Neighbors handed out free food as the smoke from dozens of grills cooking hamburgers and chicken wafted over the crowd. A DJ spun dance records, a man with a Polaroid snapped photos, and community organizers delivered speeches from atop a stage. Towering above all of this was the Speedway sign—previously used to advertise deals on hot dogs and soft drinks—now emblazoned with black letters reading “George Floyd Square.” The imagery of a man’s name rising from the same concrete where he was pinned, pleading for his life, for nearly nine minutes sent a powerful message from the people of Minneapolis. They had reclaimed this tragic event and transformed it into a time of healing and togetherness.

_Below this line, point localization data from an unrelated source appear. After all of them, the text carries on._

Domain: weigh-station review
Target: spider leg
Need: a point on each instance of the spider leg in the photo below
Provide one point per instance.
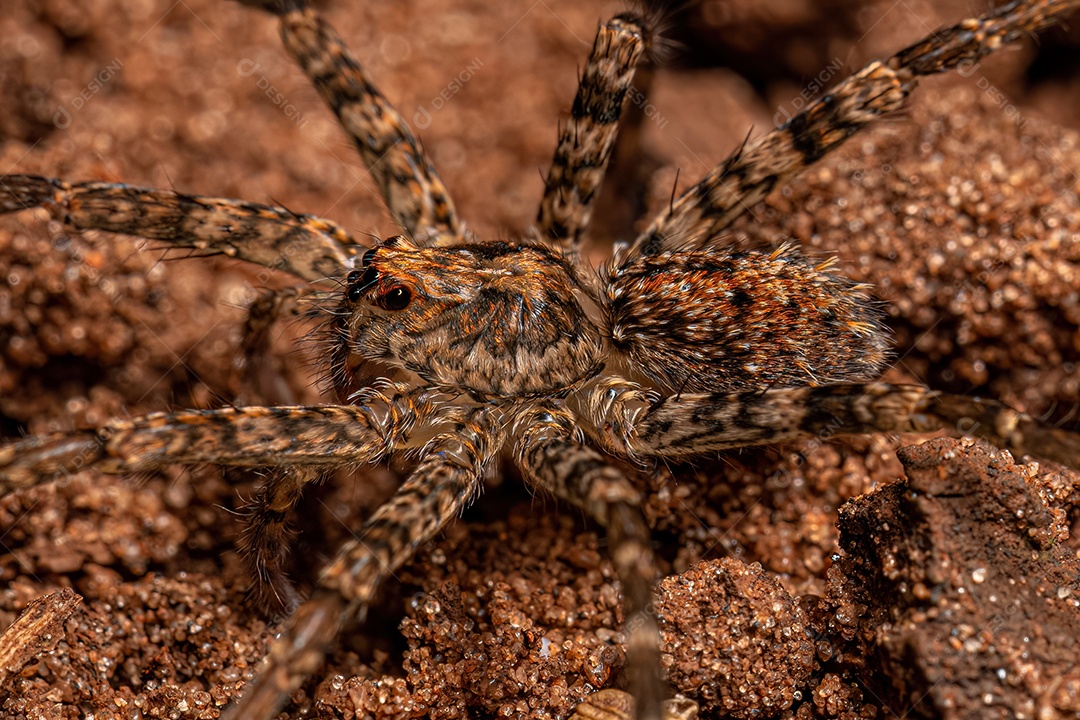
(287, 436)
(409, 185)
(265, 543)
(446, 480)
(692, 424)
(881, 87)
(552, 456)
(306, 246)
(586, 139)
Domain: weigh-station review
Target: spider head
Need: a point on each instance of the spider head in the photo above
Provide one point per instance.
(494, 318)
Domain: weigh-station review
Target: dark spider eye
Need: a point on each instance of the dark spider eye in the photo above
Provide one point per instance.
(396, 298)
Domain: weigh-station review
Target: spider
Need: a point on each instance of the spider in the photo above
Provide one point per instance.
(481, 345)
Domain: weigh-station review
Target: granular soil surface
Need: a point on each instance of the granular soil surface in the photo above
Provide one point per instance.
(827, 579)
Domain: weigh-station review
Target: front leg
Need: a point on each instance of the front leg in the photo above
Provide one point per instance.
(629, 423)
(308, 247)
(553, 457)
(289, 436)
(408, 182)
(443, 485)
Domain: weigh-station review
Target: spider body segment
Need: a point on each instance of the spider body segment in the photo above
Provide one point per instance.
(679, 345)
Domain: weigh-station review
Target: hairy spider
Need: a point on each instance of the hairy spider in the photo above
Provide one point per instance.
(482, 345)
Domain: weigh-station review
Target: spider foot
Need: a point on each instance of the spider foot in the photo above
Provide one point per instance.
(619, 705)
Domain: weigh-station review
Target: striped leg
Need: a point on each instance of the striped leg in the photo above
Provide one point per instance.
(759, 166)
(265, 543)
(446, 480)
(552, 456)
(409, 185)
(692, 424)
(585, 141)
(291, 436)
(308, 247)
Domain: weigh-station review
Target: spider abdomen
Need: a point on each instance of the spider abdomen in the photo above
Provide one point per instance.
(713, 321)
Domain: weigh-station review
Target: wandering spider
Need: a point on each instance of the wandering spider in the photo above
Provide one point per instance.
(535, 403)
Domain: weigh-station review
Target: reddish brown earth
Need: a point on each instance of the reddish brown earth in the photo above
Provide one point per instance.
(955, 594)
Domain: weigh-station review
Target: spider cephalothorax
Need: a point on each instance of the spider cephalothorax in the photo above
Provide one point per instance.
(489, 318)
(682, 345)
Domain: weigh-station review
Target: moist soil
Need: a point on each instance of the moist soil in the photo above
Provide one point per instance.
(847, 578)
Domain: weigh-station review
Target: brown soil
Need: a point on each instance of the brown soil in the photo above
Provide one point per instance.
(955, 594)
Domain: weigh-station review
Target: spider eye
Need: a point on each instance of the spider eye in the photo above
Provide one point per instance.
(396, 298)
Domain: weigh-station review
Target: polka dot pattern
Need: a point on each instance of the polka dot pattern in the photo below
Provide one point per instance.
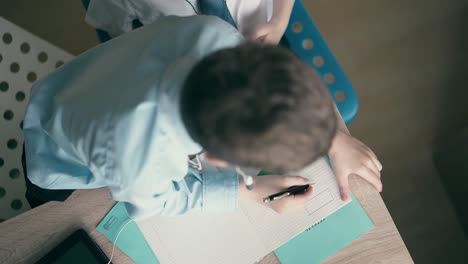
(316, 58)
(24, 59)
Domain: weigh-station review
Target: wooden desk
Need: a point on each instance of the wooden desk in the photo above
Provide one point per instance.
(27, 237)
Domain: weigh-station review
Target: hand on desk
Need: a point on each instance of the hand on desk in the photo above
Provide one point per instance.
(350, 156)
(265, 186)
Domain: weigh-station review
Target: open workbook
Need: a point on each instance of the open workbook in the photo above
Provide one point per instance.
(244, 236)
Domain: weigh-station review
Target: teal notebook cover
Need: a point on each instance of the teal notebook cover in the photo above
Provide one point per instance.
(311, 246)
(131, 241)
(328, 237)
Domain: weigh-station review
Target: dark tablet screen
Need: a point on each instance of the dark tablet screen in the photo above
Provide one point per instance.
(77, 248)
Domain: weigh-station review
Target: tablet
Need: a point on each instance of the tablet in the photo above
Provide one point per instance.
(77, 248)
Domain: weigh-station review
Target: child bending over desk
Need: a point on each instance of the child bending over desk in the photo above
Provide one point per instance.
(264, 20)
(127, 114)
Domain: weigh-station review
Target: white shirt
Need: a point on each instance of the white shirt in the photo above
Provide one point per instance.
(116, 16)
(111, 118)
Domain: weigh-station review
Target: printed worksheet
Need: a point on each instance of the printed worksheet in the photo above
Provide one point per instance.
(244, 236)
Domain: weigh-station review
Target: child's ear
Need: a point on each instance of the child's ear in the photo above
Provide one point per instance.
(215, 161)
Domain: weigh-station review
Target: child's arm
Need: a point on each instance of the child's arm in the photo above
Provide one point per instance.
(272, 31)
(350, 156)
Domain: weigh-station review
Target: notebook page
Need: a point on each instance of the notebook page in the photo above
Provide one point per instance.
(244, 236)
(275, 230)
(203, 238)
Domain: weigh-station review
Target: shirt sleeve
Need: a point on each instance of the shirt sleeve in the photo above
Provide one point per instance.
(198, 191)
(113, 16)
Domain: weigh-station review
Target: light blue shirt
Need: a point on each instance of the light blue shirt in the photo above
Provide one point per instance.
(111, 118)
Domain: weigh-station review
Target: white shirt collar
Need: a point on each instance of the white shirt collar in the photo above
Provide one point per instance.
(172, 82)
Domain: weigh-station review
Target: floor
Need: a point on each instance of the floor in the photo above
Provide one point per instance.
(407, 62)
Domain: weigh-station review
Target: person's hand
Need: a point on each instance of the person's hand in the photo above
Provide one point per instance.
(350, 156)
(268, 185)
(269, 33)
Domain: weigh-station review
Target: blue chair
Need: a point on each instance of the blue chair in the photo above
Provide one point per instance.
(304, 39)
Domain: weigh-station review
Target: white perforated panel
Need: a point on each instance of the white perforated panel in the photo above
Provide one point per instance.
(24, 58)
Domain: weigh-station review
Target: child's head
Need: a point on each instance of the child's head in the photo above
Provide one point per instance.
(258, 106)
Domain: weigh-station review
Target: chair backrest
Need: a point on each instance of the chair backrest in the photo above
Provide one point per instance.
(305, 40)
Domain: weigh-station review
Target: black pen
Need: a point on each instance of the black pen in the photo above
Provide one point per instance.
(290, 191)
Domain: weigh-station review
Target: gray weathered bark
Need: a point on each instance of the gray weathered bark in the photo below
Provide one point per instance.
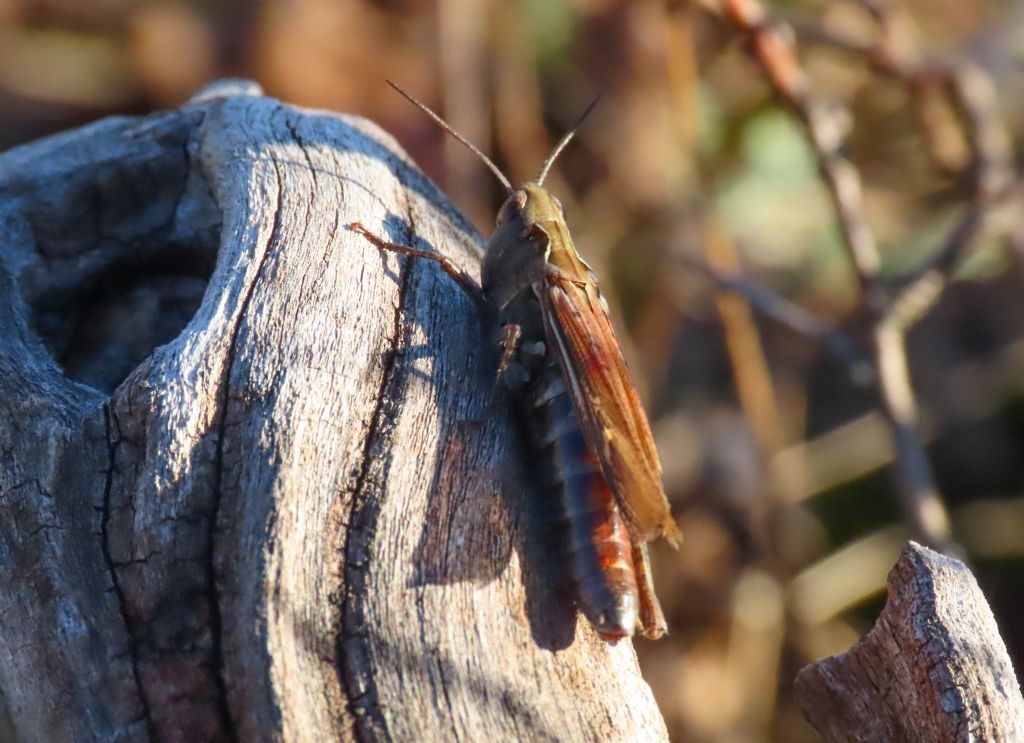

It’s devastating that the impetus for this community building was the loss of a life, and obviously nothing that is done now will bring George Floyd back to his family. But the sense of community and the hope for a better future that I’ve witnessed in Minneapolis these past weeks has been unlike anything I’ve seen before. From the ashes of the destruction, the opportunity for new growth is one that we cannot fail to pursue. Particularly in the midst of a global pandemic that has separated us for months, the need for connection—real, authentic, human connection that transcends arbitrary divisions—is at an all-time high. I think we can all benefit from considering the example set by those in Minneapolis and what we can do in our own lives to begin #WeavingCommunity.